Vigilance and timely information are key to tackling threat of Mers
If information and vigilance are the best defence against a looming public health crisis, panic and confusion are the biggest enemies. Unfortunately, we have seen more of the latter as the threat of Middle East respiratory syndrome (Mers) edged closer to Hong Kong over the past few days.
It does not take an expert to warn of the risk of visiting a place where a serious communicable disease is spreading fast. Having been in the vortex of the severe acute respiratory syndrome (Sars) outbreak in 2003, the city knows perfectly well how travel can expedite a local disease into a global health threat. As more disturbing news comes out of South Korea, a popular travel destination for Hongkongers, the public is naturally turning to the government for authoritative advice on travel to the country. But to the confusion of many, there was only an appeal against unnecessary travel from the health chief initially. It wasn't until the following morning that the government issued a red travel warning, amid an outcry over trip cancellations and refund arrangements by the industry.
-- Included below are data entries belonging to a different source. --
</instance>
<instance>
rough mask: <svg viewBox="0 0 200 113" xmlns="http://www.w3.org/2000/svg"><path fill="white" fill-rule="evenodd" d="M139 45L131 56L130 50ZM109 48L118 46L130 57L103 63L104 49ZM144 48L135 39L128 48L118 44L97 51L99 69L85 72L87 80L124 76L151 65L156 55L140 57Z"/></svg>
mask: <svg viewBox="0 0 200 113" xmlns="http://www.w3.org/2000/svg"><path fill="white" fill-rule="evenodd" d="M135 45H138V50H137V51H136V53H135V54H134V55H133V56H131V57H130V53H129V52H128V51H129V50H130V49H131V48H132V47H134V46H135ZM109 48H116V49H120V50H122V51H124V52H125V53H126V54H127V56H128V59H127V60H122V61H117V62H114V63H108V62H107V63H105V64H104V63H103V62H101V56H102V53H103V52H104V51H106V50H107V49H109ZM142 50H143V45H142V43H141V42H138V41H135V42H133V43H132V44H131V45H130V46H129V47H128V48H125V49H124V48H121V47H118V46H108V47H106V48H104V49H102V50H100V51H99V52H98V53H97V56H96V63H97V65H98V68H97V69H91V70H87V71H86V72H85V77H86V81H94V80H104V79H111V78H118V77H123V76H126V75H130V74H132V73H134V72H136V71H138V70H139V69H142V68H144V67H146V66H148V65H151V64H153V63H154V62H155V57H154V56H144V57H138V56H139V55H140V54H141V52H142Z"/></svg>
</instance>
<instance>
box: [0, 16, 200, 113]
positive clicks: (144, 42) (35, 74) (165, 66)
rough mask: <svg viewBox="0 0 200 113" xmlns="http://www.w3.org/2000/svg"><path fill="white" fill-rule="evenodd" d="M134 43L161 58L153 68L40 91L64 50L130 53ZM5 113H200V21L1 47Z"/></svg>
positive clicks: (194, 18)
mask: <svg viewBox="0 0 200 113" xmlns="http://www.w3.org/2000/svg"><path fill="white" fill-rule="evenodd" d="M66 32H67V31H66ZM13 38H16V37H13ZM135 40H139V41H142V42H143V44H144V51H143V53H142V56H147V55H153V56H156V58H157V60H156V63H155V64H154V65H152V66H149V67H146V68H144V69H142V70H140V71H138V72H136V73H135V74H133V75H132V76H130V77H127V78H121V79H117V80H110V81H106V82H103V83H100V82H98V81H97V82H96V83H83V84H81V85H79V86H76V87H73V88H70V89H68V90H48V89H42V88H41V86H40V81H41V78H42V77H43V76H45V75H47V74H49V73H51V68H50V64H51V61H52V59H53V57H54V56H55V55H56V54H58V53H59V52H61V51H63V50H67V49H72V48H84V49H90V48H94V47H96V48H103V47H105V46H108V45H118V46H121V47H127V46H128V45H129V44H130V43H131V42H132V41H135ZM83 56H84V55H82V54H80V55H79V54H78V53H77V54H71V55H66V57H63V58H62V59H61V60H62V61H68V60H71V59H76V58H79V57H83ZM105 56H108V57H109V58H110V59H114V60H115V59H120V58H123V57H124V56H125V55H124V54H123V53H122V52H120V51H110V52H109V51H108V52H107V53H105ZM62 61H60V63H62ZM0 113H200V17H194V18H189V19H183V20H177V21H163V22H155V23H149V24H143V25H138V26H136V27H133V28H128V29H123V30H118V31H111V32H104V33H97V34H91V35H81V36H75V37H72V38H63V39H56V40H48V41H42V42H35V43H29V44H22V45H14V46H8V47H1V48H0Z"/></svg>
It's just an example of how indecision can cause confusion. Without a formal warning, many travellers would be visiting the country at their own risk. The U-turn speaks volumes of the misjudgment and lack of coordination across the relevant authorities. Officials explained that the outbound travel alert is based on the assessment of security risks arising from natural disasters, as well as political and social unrest. Given the high volume of air traffic between the two places and the health risks involved, the alert system should also take into account the outbreak of communicable diseases.
While staying vigilant is the best prevention, there is no need for overreaction. The city was in panic mode on Wednesday, when social media was flooded with news of a woman with flu symptoms being rushed to hospital. Thankfully, her test result for Mers was negative, as were those of the more than 30 other suspected cases. It is good that officials will update the public on the situation twice every day. With due vigilance and information, a health crisis can, hopefully, be averted.